Just after the Eighteenth Amendment's adoption, there was a significant reduction in alcohol consumption among the general public and particularly among low-income groups. There were fewer hospitalizations for alcoholism and likewise fewer liver-related medical problems. However, consumption soon climbed as underworld entrepreneurs began producing dangerous "rotgut" alcohol. With the rise of home-distilled alcohol, careless distilling led to as many as 10,000 deaths attributed to wood alcohol (methanol) poisoning. However, during Prohibition, the rate of use and abuse of alcohol remained significantly lower than before enactment.
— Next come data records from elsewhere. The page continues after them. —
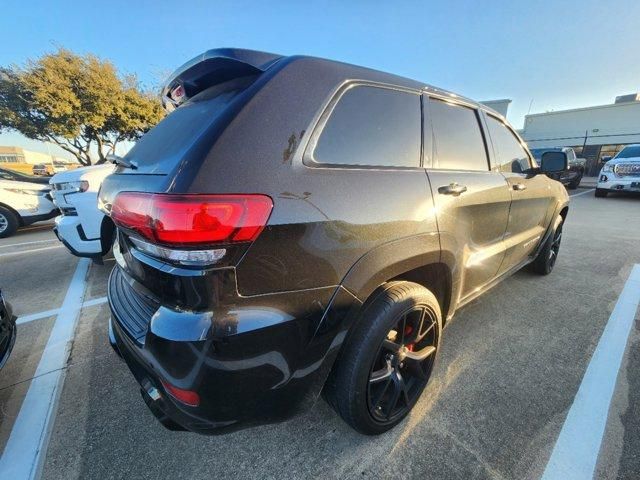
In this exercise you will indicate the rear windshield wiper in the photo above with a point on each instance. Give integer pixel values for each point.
(122, 162)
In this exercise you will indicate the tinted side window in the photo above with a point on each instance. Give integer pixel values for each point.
(512, 157)
(372, 126)
(458, 142)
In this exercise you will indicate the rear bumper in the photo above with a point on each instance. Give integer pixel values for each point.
(29, 219)
(250, 362)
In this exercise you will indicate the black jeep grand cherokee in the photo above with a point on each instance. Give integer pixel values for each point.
(298, 225)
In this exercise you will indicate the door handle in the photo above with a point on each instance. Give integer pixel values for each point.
(452, 189)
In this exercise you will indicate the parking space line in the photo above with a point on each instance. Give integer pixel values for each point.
(50, 313)
(582, 193)
(28, 243)
(37, 316)
(576, 451)
(30, 251)
(26, 448)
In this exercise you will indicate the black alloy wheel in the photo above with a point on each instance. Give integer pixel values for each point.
(387, 359)
(403, 364)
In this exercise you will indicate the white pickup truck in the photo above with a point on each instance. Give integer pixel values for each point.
(621, 173)
(23, 201)
(81, 227)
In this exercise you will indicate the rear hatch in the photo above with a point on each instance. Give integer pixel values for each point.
(201, 97)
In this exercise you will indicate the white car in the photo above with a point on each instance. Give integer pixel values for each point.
(621, 173)
(23, 203)
(82, 228)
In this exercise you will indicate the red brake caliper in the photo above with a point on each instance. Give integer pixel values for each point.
(407, 331)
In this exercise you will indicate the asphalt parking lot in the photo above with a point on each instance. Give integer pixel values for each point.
(508, 373)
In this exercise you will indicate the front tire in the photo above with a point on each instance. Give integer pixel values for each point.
(388, 359)
(8, 222)
(546, 259)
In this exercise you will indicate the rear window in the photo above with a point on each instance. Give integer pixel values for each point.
(372, 126)
(162, 147)
(629, 152)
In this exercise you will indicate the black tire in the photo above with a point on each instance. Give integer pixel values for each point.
(575, 183)
(356, 376)
(546, 259)
(8, 222)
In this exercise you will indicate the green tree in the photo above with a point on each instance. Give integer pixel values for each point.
(79, 103)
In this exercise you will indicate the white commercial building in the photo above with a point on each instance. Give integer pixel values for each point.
(594, 132)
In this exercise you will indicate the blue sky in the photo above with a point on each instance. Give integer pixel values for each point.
(560, 54)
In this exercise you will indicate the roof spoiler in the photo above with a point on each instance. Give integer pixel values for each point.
(210, 68)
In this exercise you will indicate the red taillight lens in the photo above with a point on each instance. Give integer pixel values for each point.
(192, 220)
(188, 397)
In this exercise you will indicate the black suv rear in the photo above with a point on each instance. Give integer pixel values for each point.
(298, 225)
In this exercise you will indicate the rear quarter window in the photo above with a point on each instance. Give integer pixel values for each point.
(372, 126)
(458, 143)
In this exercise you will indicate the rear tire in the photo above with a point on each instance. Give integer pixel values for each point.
(8, 222)
(546, 259)
(388, 358)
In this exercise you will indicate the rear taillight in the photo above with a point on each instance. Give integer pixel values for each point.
(192, 220)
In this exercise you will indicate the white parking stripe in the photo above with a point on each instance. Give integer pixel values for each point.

Though Prohibition created a new category of crimes involving the production and distribution of alcohol, there was an initial reduction in crime associated with drunkenness. Those who continued to drink alcohol tended to turn to organized criminal syndicates. Law enforcement could not stop much illicit liquor; however, they used "sting" operations, such as Prohibition agent Eliot Ness famously using wiretapping to uncover secret breweries. The prisons became crowded, which led to fewer arrests for the distribution of alcohol, as well as those arrested being charged with small fines rather than prison time. The murder rate fell for two years, but then rose to record highs due to gangland killings, a trend that reversed the very year prohibition ended. The homicide rate increased from six per 100,000 population in the pre-Prohibition period to nearly ten. Overall, crime rose 24%, including increases in assault and battery, theft, and burglary.

Anti-prohibition groups were formed and worked to have the Eighteenth Amendment repealed, which was done by adoption of the Twenty-first Amendment on December 5, 1933.

==Bootlegging and organized crime==

Following ratification in 1919, the amendment's effects were long-lasting, leading to increases in crime in many large cities, such as Chicago, New York and Los Angeles. Along with this came many separate forms of illegal alcohol distribution, such as speakeasies, bootlegging, and illegal distilling operations.

Bootlegging started in towns bordering Mexico and Canada as well as in areas with multiple ports and harbors. The alcohol was often supplied by foreign distributors from nations such as Cuba and the Bahamas, and some even came from Newfoundland and islands under French rule.

In response, the government employed the Coast Guard to search and detain ships transporting alcohol into the country, but caused several complications such as disputes over national jurisdiction areas at sea. Atlantic City, New Jersey became a frequent location for smuggling operations because of a shipping point nearly three miles offshore that officials could not investigate, further complicating enforcement. The Coast Guard was not well-equipped to chase down bootlegging vessels but began searching ships at sea instead of when they arrived at port, and upgraded its boats to facilitate more efficient and consistent arrests.

One complication that plagued the government's enforcement efforts involved forged prescriptions for alcoholic beverages. Many forms of alcohol were sold over the counter purportedly for medical purposes, but some manufacturers falsified evidence that their products were of medicinal value.

Bootlegging was the leading factor in the development of organized-crime rings in large cities, as controlling and distributing liquor was very difficult. Many profitable gangs controlled every aspect of the distribution process, such as concealed brewing and storage, operation of speakeasys, and selling alcohol in restaurants and nightclubs run by crime syndicates. With organized crime becoming a rising problem, control of specific territories was a key objective among gangs, leading to many violent confrontations such as the Saint Valentine's Day Massacre; as a result, murder rates and burglaries dramatically increased between 1920 and 1933. Bootlegging was also found to be a gateway crime for many gangs who would then expand into crimes such as prostitution, gambling rackets, narcotics, loan sharking, extortion, and labor rackets, thus causing problems that persisted long after the amendment was repealed.